BLUE’s part in the solution

Mesopelagic jellyfish
Mesopelagic jellyfish – a member of a bizarre menagerie that helps regulate the planet’s temperature. Photo: NOAA

BLUE is keen to do all it can as a small organisation to ensure these negotiations result in meaningful protection of the high seas, but of course we can’t do it alone. We are part of the High Seas Alliance, a group of around 20 non-governmental organisations working together to secure the most ambitious United Nations treaty possible. BLUE also seeks to raise awareness of the issue and bring together leading thinking to coalesce policy. On 5 June 2019, BLUE convened a conference in London to bring together scientific, legal, environmental and political expertise to discuss what a UK negotiating position within the high seas treaty process should look like. The conference shared scientific and economic perspectives on high seas management and it also looked at high seas issues through a human rights lens, from the perspective of the Commonwealth group of nations and from a military angle. Participants were then tasked with defining how meaningful high seas protections could be shaped in the fields of politics, law, deep-sea mining and high seas management.

An overall conclusion from the discussion was the vital need to make tangible the connection between the high seas, which have been seen as vast, distant and untouchable, and the world’s people and communities.

BLUE sees a particular need to emphasise the connection between the high seas, particularly the extraordinary nocturnal migration in the twilight zone and the regulation of the planet’s temperature, as described above. The high seas not only belong to every man, woman and child on the planet; they are vital to our future existence.

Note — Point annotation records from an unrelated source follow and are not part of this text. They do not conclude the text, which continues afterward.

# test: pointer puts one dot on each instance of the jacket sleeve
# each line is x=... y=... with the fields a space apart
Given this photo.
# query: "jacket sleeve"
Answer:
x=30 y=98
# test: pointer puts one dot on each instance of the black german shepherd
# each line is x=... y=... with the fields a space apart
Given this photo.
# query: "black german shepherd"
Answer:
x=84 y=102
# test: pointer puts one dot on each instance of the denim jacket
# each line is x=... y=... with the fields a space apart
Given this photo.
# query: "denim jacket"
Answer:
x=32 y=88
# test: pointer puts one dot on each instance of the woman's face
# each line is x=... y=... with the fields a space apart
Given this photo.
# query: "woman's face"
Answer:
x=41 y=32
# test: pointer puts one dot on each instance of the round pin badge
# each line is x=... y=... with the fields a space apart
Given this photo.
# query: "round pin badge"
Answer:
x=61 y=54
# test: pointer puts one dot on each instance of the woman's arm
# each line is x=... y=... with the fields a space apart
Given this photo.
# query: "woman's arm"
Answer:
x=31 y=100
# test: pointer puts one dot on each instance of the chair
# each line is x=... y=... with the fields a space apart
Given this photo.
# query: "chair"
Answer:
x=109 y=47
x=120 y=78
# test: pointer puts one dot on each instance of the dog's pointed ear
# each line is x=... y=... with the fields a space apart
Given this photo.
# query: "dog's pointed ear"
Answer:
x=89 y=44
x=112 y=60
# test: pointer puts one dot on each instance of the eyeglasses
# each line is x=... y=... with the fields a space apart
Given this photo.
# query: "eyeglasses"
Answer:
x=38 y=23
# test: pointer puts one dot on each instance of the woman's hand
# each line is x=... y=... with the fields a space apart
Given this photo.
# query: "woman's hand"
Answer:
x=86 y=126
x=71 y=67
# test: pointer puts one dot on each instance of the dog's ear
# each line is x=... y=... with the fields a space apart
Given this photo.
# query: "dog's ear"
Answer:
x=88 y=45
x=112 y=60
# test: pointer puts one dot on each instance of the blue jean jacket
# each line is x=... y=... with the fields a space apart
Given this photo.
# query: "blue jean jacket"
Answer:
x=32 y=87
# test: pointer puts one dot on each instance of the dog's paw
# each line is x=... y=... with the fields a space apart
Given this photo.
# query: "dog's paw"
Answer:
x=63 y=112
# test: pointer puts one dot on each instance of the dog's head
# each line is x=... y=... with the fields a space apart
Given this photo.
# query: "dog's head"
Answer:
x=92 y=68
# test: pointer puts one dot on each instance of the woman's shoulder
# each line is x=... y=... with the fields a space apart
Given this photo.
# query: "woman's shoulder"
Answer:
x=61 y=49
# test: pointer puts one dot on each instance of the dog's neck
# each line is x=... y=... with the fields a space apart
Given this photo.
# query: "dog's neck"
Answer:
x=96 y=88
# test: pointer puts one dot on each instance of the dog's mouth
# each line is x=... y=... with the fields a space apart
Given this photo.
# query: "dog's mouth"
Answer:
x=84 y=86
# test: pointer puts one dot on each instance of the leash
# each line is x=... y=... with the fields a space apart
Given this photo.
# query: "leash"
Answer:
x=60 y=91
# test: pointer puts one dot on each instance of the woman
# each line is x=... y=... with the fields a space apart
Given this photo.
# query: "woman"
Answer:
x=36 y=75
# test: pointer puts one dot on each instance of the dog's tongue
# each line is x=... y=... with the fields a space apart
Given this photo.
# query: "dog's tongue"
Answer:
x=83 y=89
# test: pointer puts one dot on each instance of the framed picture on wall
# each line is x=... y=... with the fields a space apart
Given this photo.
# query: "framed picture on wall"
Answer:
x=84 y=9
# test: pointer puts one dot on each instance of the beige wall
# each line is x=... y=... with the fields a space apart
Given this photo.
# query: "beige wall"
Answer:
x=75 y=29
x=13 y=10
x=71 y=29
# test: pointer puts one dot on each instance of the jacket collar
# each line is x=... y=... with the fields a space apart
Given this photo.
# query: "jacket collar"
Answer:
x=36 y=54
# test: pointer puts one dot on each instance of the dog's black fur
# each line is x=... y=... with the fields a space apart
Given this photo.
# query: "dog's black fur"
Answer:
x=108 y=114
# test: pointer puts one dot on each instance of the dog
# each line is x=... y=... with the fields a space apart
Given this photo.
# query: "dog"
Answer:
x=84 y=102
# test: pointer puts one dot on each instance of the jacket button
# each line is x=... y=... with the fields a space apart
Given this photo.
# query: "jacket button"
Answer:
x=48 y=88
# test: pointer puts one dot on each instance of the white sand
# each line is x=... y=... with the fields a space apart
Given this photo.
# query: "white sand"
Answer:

The Intergovernmental Conference meets again in late March 2020 at the United Nations in New York for what will be the final session in the treaty process. In the event of a comprehensive new treaty being agreed and ratified it is BLUE’s ambition to use the legal framework to campaign for a precautionary ban on deep-sea mining and fishing in the mesopelagic ‘twilight zone’ of the ocean until the scientific consequences of these activities are better understood.

BLUE believes that linking the crisis in our oceans to mass concern over the global climate emergency could finally be the thing that triggers political action to protect the high seas.

There is an opportunity to secure protection in one part of the world, but the process is tortuous, and – as with every environmental threat – we are running out of time.